There were few strains and breeds of grains and animals, some of which had even degenerated. Farm tools were primitive. The level of both the productive forces and social development was very low. Deaths from hunger and cold, poverty and disease were commonplace among the serfs, and the streets of Lhasa, Xigaze, Qamdo and Nagqu were crowded with male and female beggars of all ages.

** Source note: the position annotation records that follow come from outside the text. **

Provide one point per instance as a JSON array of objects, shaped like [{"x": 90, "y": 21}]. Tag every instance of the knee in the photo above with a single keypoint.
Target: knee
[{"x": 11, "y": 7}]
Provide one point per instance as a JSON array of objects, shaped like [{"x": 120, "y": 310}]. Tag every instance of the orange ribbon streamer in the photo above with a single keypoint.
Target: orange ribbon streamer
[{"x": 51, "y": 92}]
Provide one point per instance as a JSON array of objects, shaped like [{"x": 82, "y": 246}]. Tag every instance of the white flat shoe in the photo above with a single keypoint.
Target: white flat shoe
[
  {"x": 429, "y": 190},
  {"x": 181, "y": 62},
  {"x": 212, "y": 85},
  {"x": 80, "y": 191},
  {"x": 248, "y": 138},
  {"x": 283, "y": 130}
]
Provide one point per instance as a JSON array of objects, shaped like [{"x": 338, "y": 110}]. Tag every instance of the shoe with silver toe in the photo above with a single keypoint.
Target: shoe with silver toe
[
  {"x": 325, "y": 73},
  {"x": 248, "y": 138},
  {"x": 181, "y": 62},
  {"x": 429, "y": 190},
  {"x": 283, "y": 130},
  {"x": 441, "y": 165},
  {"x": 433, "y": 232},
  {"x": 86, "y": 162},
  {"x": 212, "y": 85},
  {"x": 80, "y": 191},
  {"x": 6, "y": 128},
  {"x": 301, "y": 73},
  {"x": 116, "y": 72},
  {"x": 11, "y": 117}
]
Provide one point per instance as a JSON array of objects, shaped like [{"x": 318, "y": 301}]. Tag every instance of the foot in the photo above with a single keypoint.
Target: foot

American Tibetologist A. Tom Grunfeld pointed out that, although some people claimed before 1959, ordinary Tibetan people could enjoy milk tea as they wished and a great deal of meat and vegetables, a survey conducted in eastern Tibet in 1940 showed that 38 percent of Tibetan families never had tea to drink, 51 percent could not afford butter, and 75 percent sometimes had to eat weeds boiled with ox bones and oat or bean flour. "There is no evidence to support the picture of Tibet as a Utopian Shangrila."
Plenty of evidence demonstrated that by the middle of the 20th century the feudal serfdom of theocracy was beset with numerous contradictions and plagued by crises. Serfs petitioned their masters for relief from their burdens, fled their lands, resisted paying rent and corvee labor, and even waged armed struggle. Ngapoi Ngawang Jigme, once a Galoin (cabinet minister) of the former local government of Ti-bet, pointed out that "all believe that if Tibet goes on like this the serfs will all die in near future, and the aristocrats will not be able to live either. The whole Tibet will be destroyed." (The highest school of the Gelug Sect in Tibet. - ed.)